When two or more natural hazards occur in the same location simultaneously or within a short time frame, the physical integrity of assets and infrastructures can be compromised, and the resulting damage can be higher than the simple sum of the damages generated by individual hazards occurring in isolation. Current literature highlights the lack of comprehensive frameworks to quantify the damages caused by multiple hazards. Complexity in formalizing quantitative aspects and understanding feedback loops between hazard, exposure, and vulnerability emphasizes this gap. 

This research presents a comprehensive mathematical framework for quantitatively assessing multi-hazard physical damage on exposed assets, such as buildings or critical infrastructures, over time. The proposed framework covers both the damages generated by concurrent hazards (i.e., hazards that impact the same assets simultaneously), as well as by consecutive hazards (i.e., the second hazard impacting the asset while it is still undergoing recovery from the damages caused by the first hazard). In case of concurrent hazards, the proposed framework models the increased damage resulting from the combined impacts. In the case of consecutive events, the proposed formalization considers the effect of cumulative damages, the reduction in the exposure value, the modification of vulnerability in the time in between hazards, and the recovery dynamics. 

The framework is applied to a real-world case study in Puerto Rico, including the impacts from the concurrent wind and flood generated by the passage of Hurricane Maria, as well as the impacts caused by the consecutive seismic sequence of 2019-2020. The application to the Puerto Rico case study well highlights the potentialities and limitations of the proposed approach, specifically regarding data availability.

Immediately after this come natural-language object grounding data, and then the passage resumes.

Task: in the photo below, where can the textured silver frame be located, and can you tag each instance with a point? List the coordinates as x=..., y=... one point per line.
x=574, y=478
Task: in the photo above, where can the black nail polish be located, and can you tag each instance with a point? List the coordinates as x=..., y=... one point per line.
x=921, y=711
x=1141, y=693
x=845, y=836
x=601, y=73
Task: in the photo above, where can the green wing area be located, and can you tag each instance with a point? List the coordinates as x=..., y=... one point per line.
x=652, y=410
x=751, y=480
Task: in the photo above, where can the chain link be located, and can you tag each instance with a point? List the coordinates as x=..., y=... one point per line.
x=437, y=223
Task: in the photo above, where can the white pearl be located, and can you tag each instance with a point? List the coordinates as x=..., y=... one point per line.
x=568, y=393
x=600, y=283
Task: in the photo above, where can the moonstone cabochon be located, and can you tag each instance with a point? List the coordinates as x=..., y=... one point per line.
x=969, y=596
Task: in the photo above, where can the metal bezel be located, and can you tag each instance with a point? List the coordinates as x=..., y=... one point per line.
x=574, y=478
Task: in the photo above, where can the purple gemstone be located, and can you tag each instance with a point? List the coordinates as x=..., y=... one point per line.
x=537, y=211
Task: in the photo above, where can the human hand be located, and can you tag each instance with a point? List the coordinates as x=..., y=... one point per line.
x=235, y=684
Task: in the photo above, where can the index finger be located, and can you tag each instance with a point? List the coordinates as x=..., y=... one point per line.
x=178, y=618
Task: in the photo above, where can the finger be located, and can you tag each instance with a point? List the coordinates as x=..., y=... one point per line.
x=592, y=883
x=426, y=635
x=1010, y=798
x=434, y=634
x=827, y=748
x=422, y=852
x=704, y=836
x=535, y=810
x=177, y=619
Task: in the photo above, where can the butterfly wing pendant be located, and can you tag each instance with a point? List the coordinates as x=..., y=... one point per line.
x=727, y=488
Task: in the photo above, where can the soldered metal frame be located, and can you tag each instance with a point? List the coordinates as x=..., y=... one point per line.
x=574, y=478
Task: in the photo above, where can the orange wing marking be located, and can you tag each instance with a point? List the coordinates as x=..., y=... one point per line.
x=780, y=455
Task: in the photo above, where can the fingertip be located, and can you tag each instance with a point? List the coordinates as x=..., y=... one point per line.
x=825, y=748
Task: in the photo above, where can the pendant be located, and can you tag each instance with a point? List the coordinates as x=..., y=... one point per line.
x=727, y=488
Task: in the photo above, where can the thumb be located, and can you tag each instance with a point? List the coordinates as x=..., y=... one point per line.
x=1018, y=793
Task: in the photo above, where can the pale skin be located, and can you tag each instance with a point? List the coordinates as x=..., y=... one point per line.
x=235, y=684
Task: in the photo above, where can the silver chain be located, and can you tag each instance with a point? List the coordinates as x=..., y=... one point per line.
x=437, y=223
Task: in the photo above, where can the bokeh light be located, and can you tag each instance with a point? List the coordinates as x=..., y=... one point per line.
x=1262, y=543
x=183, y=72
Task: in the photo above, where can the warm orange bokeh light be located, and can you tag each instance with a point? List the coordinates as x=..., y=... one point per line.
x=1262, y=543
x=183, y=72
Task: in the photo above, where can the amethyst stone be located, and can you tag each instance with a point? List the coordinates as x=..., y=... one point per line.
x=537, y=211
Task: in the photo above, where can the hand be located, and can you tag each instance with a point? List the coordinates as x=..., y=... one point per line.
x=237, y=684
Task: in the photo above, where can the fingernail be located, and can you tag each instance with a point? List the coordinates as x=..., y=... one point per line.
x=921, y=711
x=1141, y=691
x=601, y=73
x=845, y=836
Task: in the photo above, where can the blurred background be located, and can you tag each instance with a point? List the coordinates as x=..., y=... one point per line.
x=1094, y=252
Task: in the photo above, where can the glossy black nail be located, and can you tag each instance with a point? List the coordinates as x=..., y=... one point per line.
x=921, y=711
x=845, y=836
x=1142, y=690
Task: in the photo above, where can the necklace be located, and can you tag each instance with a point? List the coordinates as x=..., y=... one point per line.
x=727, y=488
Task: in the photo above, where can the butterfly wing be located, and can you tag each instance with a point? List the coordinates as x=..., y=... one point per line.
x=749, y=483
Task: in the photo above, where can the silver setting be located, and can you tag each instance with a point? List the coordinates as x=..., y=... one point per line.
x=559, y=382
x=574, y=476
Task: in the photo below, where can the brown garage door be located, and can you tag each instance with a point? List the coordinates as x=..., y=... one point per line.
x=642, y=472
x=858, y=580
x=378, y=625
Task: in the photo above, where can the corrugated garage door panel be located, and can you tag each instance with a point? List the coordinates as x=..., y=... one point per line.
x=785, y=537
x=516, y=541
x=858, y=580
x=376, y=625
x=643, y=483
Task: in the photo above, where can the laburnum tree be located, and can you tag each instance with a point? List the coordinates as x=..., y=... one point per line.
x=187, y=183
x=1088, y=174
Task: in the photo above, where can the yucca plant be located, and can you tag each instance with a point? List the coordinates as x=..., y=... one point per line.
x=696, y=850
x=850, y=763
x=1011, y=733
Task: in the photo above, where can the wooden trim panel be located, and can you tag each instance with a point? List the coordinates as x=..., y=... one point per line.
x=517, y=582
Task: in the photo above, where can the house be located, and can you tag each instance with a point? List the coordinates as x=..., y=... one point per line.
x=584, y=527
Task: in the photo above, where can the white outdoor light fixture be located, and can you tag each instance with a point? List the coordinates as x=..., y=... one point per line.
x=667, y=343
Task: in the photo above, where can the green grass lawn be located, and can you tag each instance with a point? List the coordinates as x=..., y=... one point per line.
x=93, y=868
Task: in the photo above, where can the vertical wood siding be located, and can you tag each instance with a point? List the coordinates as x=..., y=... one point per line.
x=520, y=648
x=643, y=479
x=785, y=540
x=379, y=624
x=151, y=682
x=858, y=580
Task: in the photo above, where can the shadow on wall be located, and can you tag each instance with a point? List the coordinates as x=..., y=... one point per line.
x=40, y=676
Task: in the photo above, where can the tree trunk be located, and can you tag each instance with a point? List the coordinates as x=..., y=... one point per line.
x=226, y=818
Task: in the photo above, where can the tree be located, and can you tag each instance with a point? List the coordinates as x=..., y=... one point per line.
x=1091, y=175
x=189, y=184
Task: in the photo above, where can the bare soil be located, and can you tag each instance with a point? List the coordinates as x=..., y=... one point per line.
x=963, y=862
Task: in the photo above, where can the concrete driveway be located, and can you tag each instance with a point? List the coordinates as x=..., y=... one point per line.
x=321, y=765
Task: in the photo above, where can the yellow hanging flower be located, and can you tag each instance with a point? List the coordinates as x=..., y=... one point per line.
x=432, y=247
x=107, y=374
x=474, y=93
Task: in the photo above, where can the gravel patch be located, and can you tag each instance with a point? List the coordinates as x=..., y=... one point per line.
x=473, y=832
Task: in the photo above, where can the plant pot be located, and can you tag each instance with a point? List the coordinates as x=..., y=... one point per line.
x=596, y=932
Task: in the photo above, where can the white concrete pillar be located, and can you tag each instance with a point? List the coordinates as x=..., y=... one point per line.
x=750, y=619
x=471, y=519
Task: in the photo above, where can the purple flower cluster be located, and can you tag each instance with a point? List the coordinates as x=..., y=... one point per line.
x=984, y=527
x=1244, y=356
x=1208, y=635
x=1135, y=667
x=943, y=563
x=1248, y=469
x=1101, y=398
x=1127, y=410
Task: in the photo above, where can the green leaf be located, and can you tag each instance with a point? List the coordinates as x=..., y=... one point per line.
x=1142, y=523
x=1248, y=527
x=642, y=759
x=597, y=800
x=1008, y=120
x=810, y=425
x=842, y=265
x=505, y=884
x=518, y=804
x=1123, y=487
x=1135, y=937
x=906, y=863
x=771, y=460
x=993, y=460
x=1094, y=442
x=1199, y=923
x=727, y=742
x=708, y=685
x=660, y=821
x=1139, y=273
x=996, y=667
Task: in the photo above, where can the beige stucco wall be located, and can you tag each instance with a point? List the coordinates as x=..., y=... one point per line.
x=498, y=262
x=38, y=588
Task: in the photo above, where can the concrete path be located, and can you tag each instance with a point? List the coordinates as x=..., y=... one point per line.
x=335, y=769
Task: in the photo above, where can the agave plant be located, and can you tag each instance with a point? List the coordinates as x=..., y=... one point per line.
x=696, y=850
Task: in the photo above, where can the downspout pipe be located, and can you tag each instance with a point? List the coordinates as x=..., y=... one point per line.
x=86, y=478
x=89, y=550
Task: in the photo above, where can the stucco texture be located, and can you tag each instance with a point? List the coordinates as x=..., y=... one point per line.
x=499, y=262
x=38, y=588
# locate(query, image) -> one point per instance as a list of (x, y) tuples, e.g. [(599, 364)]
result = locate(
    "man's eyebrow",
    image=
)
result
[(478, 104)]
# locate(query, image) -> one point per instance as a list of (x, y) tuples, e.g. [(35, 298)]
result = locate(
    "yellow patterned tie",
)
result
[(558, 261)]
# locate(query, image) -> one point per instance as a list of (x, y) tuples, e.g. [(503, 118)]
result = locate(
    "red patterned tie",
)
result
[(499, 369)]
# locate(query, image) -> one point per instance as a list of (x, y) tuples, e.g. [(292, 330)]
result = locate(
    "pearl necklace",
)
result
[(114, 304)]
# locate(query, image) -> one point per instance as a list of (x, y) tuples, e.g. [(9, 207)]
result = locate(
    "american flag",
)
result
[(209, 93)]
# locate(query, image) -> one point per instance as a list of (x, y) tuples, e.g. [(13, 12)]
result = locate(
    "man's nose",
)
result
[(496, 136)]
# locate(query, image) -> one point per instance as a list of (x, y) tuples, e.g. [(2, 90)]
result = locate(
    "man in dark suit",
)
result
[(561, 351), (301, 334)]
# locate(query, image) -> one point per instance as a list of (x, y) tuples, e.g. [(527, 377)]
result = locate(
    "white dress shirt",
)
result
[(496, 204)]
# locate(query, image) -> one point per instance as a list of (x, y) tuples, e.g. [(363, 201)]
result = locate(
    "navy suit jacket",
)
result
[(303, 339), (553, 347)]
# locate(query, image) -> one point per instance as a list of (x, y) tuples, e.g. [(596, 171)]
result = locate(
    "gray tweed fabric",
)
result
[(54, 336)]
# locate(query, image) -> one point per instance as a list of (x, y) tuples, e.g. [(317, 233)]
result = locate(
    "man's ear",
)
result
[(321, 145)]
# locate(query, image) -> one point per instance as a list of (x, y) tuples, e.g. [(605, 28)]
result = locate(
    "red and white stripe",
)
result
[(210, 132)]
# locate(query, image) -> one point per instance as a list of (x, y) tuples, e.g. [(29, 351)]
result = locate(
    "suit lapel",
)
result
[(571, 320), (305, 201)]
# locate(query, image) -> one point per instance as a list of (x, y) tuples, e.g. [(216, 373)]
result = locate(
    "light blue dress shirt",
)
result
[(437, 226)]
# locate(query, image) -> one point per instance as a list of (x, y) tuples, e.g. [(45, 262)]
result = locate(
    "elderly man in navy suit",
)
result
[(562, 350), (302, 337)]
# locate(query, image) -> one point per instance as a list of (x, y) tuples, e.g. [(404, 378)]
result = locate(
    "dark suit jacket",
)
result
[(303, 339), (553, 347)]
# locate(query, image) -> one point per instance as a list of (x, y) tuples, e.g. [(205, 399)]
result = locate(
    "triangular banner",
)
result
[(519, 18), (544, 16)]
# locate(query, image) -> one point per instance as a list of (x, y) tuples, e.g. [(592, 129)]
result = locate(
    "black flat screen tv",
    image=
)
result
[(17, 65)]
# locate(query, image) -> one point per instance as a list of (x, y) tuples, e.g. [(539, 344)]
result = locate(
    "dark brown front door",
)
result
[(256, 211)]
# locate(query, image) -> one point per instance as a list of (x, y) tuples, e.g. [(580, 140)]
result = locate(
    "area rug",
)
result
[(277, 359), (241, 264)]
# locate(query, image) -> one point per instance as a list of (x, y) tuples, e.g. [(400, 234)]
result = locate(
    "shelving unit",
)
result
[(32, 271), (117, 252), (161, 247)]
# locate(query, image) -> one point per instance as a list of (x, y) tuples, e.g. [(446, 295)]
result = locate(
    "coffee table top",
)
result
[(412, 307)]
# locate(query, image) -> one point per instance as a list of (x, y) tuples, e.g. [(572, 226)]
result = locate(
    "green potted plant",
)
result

By offering a generalized formalization to perform quantitative multi-hazard impact assessments across a diverse array of natural hazards and incorporating amplification phenomena and recovery dynamics, the framework provides scientists and decision-makers with a thorough and enhanced comprehension of the impacts resulting from concurrent and consecutive events. This deeper understanding serves as valuable input for conducting comprehensive multi-hazard risk assessments and implementing effective disaster risk reduction strategies.